Becky konuşuyordu. Ama tek konuşan o değildi. ABD kadın milli takımının koçu Anne Donovan, “Bu ülkenin bağrında yetişip bu ülkenin ekmeğini yedikten sonra Rusya formasını üzerine geçiriyorsan, vatansever biri değilsin” diyordu örneğin. Erkek milli takımının başındaki meslektaşı Mike Krzyzewski’nin hedefinde ise J.R.’ın koçu David Blatt vardı. 1972’deki finali gözyaşları içinde radyodan dinleyen bir çocuk olarak şimdi sonucun adil olduğunu görebildiğini söyleyen Blatt için, “O artık bir Rus. Rus takımını çalıştırıyor ve muhtemelen artık onların bakış açısına sahip. Gözleri şimdi daha net görüyordur, gözyaşları kurumuş olmalı” diyordu. Keşke sadece Becky konuşsaydı.

Olimpiyat ne demek, diyordu Hammon. Daha sık sorulması gereken bir soruyu, o yaz Amerikan kamuoyunun önüne getirecek cesareti gösteren tek kişi oydu. “Benim baktığım yerden, Olimpiyat oyunları dayanışmayla, arkadaşlıkla, gezegendeki en iyi sporcuların bir araya gelmesiyle ilgili olmalı. Diğer ülkeler üzerinde nasıl hakimiyet kurduğunuza bakıp böbürlenmekle ilgili bir şey olmamalı.”

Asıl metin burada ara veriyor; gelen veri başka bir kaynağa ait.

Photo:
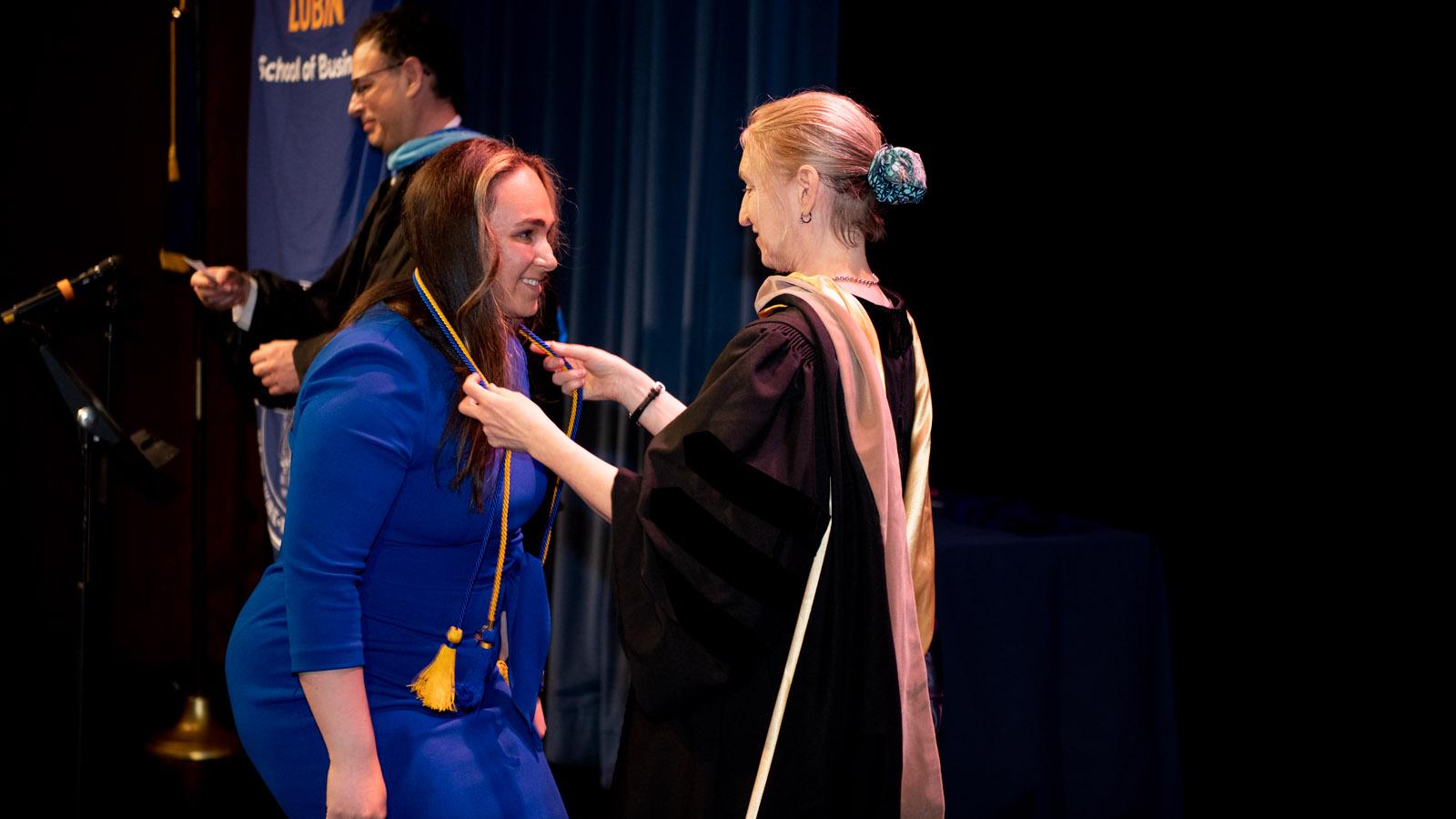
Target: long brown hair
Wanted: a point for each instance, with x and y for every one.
(446, 219)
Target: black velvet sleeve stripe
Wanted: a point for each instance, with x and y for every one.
(715, 538)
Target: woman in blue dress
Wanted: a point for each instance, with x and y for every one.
(393, 538)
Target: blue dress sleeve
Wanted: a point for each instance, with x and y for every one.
(356, 433)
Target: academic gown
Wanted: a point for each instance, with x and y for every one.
(713, 545)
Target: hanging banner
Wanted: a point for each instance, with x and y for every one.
(309, 167)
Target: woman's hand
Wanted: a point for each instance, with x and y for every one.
(356, 790)
(510, 419)
(599, 373)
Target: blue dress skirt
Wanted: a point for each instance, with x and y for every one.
(375, 569)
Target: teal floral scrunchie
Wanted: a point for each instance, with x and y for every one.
(897, 175)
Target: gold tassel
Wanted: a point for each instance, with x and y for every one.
(434, 683)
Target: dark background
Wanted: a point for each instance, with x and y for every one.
(1055, 278)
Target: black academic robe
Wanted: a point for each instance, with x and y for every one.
(379, 251)
(713, 545)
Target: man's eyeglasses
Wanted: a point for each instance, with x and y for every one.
(361, 89)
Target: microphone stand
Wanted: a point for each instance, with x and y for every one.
(98, 433)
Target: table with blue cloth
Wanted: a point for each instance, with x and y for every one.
(1056, 668)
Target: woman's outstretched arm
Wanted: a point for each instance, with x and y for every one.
(514, 421)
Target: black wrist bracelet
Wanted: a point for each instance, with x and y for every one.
(652, 395)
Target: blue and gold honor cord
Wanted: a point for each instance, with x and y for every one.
(434, 685)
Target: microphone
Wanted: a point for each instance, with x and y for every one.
(63, 290)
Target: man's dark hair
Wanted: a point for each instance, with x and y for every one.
(412, 33)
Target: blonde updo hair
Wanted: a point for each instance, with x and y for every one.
(834, 135)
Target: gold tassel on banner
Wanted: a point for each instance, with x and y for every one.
(174, 169)
(434, 685)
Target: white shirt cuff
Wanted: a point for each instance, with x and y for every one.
(244, 314)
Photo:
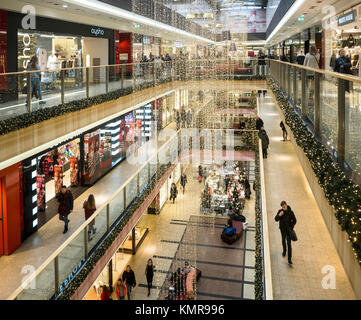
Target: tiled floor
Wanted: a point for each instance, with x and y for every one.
(285, 180)
(179, 233)
(38, 247)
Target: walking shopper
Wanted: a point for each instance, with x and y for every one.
(262, 134)
(35, 79)
(120, 290)
(66, 202)
(311, 59)
(287, 221)
(200, 173)
(284, 131)
(189, 119)
(89, 208)
(149, 273)
(183, 181)
(129, 279)
(247, 187)
(259, 123)
(343, 65)
(173, 192)
(105, 293)
(300, 57)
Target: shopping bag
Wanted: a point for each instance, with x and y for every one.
(293, 235)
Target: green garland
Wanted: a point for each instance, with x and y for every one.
(28, 119)
(258, 281)
(89, 265)
(342, 194)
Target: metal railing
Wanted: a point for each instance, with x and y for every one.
(330, 104)
(53, 274)
(62, 86)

Hiçbirimiz bugün geçerliliğini koruduğunu düşünmüyoruz, ancak Olimpizmin Temel Prensipleri içinde yer alan bir kavram daha var: çabanın hazzı. Becky Hammon ve J.R. Holden, bu hazzın çevresine inşa edilmiş birer hayatı yaşıyorlar. Olimpiyat tarihinde bir yeri de en çok bu yüzden hak ediyorlar.

Karşımızda Juan Goytisolo’nun ruh ikizleri durmuyor, bunu görebiliyorum. Bu öykünün kahramanları, bilakis, kimliklerini kucaklamış iki Amerikalı. Mutlak iyilere ya da mutlak kötülere yer olmayan bir öyküde, hayatlarının merkezinde; kendi meskenlerini, kendi cennetlerini buluyorlar. Her şey, dikenli yolları sevmeyen maduniyet düşkünlerinin veremeyeceği bir kararı vermeleriyle başlıyor. Ve en azından bu yolda Yurtsuz Juan’ın kitabından bir sayfayı yanlarında taşıdıklarını söyleyebiliriz. “Kendinin olanı kökten eleştirme, yabancı olanı gönülden anlama çabası.”

Cem Pekdoğru, 2015
Socrates Dergisi'nin Aralık 2015 sayısında yayınlanmıştır.